Думаю, просто он оказался для меня слишком большим, слишком красивым, этот Париж. Мне понадобились многие недели, даже месяцы, пока я не проникся величием этого города — а чтобы по-настоящему поддаться его чарам, потребовался не один год.
В сущности, думаю, надо быть «оттуда», быть парижанином, чтобы льстить себя мыслью, будто знаешь этот город. А поскольку я уже больше не отношусь к их числу, то позвольте мне сказать:
— Я знаю его: я был парижанином!
Если бы меня вдруг сейчас спросили, что такое Париж, я бы не мешкая ответил:
— Столица Франции и самый прекрасный город в мире.
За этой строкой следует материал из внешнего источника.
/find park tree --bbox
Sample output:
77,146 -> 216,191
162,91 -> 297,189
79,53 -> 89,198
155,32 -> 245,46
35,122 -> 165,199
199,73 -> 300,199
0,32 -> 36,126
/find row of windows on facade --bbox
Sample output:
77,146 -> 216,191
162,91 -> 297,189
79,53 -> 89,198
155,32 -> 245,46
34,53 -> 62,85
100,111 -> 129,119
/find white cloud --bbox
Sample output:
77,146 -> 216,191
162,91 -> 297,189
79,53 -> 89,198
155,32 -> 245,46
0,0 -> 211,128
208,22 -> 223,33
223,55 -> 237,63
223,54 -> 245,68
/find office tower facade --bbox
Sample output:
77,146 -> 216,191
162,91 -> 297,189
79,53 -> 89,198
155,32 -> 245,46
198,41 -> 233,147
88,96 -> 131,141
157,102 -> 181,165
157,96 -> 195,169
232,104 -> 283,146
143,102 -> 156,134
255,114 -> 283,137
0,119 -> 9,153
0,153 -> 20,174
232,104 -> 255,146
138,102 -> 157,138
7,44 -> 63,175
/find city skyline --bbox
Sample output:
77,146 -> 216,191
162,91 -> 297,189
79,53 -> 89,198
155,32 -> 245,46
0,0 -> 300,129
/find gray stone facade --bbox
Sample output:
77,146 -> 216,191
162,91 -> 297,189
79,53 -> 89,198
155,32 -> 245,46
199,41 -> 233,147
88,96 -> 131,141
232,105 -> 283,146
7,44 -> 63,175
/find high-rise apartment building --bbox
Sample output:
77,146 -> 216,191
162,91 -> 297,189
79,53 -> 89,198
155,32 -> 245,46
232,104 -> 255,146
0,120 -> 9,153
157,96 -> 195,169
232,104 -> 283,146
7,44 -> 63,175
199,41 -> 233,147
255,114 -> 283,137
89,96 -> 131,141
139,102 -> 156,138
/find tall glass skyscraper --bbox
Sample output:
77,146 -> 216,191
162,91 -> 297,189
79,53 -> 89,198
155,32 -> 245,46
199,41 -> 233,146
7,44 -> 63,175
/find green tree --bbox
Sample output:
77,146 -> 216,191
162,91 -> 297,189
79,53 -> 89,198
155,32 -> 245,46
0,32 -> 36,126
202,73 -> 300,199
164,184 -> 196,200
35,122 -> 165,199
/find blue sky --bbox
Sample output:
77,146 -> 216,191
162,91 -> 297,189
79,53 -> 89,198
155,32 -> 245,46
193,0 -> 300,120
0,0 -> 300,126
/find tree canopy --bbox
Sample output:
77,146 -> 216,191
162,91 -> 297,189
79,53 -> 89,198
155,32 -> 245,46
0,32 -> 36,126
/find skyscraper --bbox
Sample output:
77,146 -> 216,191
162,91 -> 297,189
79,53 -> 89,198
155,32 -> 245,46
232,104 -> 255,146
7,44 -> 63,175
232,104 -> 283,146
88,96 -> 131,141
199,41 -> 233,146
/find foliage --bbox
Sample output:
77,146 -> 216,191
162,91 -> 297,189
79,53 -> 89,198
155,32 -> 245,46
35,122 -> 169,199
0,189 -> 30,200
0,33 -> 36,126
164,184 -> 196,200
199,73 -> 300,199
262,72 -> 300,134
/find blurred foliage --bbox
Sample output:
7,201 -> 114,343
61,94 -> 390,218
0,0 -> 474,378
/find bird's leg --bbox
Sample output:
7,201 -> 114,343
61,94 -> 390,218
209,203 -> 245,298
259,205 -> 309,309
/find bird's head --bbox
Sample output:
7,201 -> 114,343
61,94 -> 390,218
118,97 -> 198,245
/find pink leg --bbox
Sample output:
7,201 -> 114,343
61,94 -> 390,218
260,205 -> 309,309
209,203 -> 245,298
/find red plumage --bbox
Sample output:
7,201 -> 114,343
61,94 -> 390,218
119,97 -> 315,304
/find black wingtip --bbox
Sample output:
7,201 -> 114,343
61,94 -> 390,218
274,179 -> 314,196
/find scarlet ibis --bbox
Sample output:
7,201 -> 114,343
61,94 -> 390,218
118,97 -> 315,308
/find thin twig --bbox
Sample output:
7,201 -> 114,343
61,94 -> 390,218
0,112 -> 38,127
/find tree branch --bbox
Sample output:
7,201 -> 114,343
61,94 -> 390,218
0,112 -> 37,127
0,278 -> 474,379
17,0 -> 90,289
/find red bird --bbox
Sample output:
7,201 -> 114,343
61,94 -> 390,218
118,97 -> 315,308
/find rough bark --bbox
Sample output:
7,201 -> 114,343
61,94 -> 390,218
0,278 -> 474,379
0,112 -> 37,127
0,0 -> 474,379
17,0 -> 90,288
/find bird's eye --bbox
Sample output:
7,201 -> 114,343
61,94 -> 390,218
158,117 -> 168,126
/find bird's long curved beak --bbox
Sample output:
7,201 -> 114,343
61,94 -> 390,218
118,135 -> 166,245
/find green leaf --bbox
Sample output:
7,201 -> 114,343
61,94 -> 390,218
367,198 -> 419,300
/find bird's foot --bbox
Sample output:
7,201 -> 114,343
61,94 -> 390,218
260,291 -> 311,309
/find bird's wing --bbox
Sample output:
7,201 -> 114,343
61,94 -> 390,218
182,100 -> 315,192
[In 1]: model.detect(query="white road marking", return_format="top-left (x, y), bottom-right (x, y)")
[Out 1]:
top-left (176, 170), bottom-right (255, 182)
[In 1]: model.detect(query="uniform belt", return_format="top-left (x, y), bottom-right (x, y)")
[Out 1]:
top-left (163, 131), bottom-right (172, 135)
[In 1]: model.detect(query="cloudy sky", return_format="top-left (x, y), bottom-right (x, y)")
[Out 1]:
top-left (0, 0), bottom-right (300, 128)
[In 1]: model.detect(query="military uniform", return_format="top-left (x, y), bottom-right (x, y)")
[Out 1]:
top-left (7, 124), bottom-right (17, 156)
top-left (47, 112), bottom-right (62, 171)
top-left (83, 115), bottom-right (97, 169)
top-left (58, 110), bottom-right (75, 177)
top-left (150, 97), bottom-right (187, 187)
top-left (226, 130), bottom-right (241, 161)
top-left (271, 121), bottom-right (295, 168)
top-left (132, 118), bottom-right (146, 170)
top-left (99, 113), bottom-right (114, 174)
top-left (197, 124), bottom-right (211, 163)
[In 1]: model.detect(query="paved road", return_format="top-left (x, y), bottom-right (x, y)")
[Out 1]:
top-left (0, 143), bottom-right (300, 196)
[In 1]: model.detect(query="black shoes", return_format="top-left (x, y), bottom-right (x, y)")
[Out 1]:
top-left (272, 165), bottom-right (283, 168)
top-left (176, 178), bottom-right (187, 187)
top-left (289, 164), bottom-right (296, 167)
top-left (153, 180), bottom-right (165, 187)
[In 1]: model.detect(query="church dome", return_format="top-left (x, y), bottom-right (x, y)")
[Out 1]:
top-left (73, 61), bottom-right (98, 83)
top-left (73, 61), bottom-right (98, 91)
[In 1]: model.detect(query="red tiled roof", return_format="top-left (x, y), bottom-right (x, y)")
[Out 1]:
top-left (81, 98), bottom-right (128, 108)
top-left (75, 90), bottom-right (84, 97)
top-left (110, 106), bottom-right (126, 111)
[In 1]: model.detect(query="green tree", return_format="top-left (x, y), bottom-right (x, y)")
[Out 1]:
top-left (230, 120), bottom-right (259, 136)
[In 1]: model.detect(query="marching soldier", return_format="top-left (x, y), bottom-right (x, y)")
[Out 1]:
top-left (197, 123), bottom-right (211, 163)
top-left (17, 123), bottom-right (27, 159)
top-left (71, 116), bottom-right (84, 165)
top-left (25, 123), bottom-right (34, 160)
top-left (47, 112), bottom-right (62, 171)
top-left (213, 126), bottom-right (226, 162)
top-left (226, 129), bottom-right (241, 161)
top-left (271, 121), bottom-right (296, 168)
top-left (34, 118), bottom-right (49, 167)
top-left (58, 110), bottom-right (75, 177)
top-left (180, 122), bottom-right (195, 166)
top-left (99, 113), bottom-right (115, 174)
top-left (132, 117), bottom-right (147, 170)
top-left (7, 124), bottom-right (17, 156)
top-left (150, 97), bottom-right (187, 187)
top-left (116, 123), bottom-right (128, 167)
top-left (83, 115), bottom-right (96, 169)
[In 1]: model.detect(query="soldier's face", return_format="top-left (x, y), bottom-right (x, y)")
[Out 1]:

А потом, поразмыслив, добавил бы:
— И кое-что другое. Кое-что поважней.
И попытался бы пояснить свою мысль.
Я сказал бы:
— У каждого города есть сердце, и то, что зовется сердцем города, это место, куда приливает его кровь, где сильней всего бьется жизнь, где больше всего лихорадит, нечто вроде перекрестка, куда вроде бы стекаются все артерии. Однако чем отличается сердце Парижа, так это тем, что каждый помещает его туда, куда захочет. В Париже у каждого свой Париж Мой начинается у Триумфальной арки и кончается на площади Республики — через Елисейские поля, улицу Руаяль и Большие бульвары. Справа его границей служит бульвар Оссманн, а слева река Сена. Пасси, Ла Вилетт, Гренель, Монмартр, о которых говорят, будто они парижские кварталы, для меня лишь небольшие городишки — каждый со своим обликом, обычаями, привычками, зачастую и со своим характерным выговором. Парнишка, рожденный в Гренеле, говорит совсем не так, как маленький уроженец квартала Менильмонтан. Если мой собственный Париж ограничен Сеной, так это потому, что на левом ее берегу волею судеб обосновались Политика, Правосудие, Просвещение, Тюрьмы и эти жуткие модные дома, где вас всячески ублажают — а все это не вызывает у меня особых симпатий. Палата депутатов, Дворец Правосудия, Институт, Сорбонна, Одеон, Пантеон и Ботанический сад — нет, право, среди всех этих заведений просто не вижу ни одного уголочка, который бы оставался там для меня. Конечно, у левого берега есть свое величие, и красота его монументов не подлежит никакому сомнению, однако это квартал серьезный, современные манеры ему не очень-то к лицу. Там всегда немного отдает древней Лютецией — и нигде так не чувствуешь себя парижанином, как в моем Париже, что я избрал для себя. То, что парижане называют между собой Парижем, не более чем двадцатая часть города — и число истинных парижан не превышает трех тысяч душ. Это с десяток ресторанных залов, это авеню дю Буа, Лесной проспект, по левую сторону, от одиннадцати до полудня, это ипподром от двух до пяти, это рю де ла Пэ, улица Мира, от пяти до шести, это улица Акаций, что справа, от шести до семи — это генеральные репетиции и премьеры спектаклей… Конечно, в сущности, ничего такого особенного, и в то же время, откровенно говоря, все это очень важно. Быть парижанином — это ни должность, ни состояние души, ни занятие, и в то же время — и то, и другое, и третье. Это уникально и бесценно, впрочем, это и не продается.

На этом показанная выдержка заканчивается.